Yesterday I wrote a piece entitled Google's Losing The Word Processing War.

The point of the piece is that formatting is critical to anything attempting to replace or even supplement a word processor. Several people commented that, in essence, Google is not trying to compete on the basis of formatting, and that collaboration is really their goal.

I would agree that this is the niche that they have carved out as of now. However, I do not believe that this is their ambition. I believe they want to do three things.

  • They want to cripple Microsoft, who's largest revenue generator is Office, by undercutting their pricing with a product that is "good enough."
  • They actually want to create another great revenue stream along side search in the corporate market
  • Their mission is about organizing the worlds information. If you are going to organize the worlds information you better be able or organize and edit Microsoft office documents, and you better become an ideal repository for them. Google wants to be such a repository.


Right now Google Docs will allow you to edit Word documents but you do not see formatting properly, and if you edit you have a significant likelihood of destroying formatting information that was there when the document was initially created.

My view is that if any of these three things are your real goal, you cannot win without doing a good job... no, a *really* good job with what people use a word processor for. And despite the fact that Google Documents does a great job with collaboration, I do not believe that you can provide a good alternative to Word or even a good repository for Word documents if you cannot edit them properly or even see at least the most basic of formatting properly. In short, to do any of the three listed items, Google must be able to format at least as well as Word For Windows 1.0 or MacWrite circa 1984.

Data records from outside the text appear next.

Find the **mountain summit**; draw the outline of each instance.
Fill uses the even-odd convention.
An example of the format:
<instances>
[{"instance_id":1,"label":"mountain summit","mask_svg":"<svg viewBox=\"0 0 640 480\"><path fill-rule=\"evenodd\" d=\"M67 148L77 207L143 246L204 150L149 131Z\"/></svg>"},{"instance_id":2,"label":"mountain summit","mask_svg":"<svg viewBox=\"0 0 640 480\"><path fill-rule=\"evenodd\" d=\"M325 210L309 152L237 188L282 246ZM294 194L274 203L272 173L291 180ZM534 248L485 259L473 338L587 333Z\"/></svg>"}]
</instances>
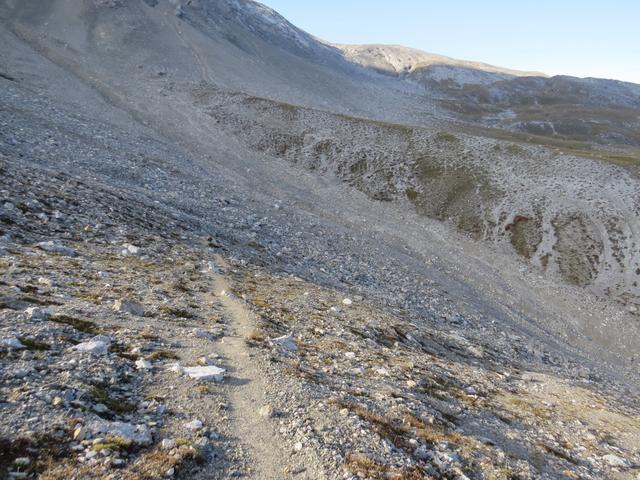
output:
<instances>
[{"instance_id":1,"label":"mountain summit","mask_svg":"<svg viewBox=\"0 0 640 480\"><path fill-rule=\"evenodd\" d=\"M637 480L639 127L248 0L0 0L0 476Z\"/></svg>"}]
</instances>

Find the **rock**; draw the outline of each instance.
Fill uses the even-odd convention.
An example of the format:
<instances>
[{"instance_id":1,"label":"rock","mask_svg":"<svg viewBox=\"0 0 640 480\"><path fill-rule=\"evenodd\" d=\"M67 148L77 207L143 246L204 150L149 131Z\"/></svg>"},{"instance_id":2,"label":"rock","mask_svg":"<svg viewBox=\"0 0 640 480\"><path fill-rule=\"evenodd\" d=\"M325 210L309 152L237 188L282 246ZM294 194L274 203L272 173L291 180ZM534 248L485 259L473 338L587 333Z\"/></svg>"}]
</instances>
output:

I do not believe that Google can get everyone to believe that font selection, and tabs, and line spacing and decent graphics embedding and formatting are things that just don't matter any more. Yes Word has more features than most people need. But that generalization does not extend down to this basic level of formatting. I do not believe that Google, powerful though it is, can make people think that these really basic things aren't important. Because most important documents in business need to be printed at some point. And formatting is important.

Now to be clear, my criticism is *not* that they don't have all the formatting features that are needed. I totally buy the idea of starting somewhere and making things better over time. My concern is that given that Google Documents is HTML based, YOU CAN'T GET THERE FROM HERE. And almost none of the code they currently have will be useful towards a proper solution.

This is a huge point. HTML for word processing is a cul-de-sac. A dead end. You cannot provide good formatting features using it. And this concern can only be mitigated if you believe that Google's plan is not world domination, or if you believe that some day soon printing is going to be an obsolete concept. And if you believe either of those things I've got a bridge in Brooklyn you might be interested in.

3 comments:

Nick Caldwell said...

Formatting certainly does still matter. It's just that the editor is the wrong place to control it. Once you've finished your well-structured and organised document, you apply an attractive stylesheet to it for export.

I'm not saying that Google is getting it right either. But the InDesign-in-a-browser approach is just a tool for endless procrastination rather than real writing productivity.

Hank Williams said...

nick,
Thanks for the comment. But let me get this straight. You are saying that in order for google to succeed they need to change the useage pattern of 100 million microsoft word users (all word processing users actually) to some batch mode non interactive non WYSIWIG layout model?

Insisting people change behavior sounds doesnt sound like a formula for success to me.

John Williams said...

The program is not a substitute for Word or for InDesign.

It's a very well implemented web based collaborative text editor with rudimentary formatting options.

There is a use for that.

Google's plan is to have so many useful widgets that they get you to stay logged in all the time, which assists in tracking, improves targetting, and thus increases the efficacy of the ads and therefore their value.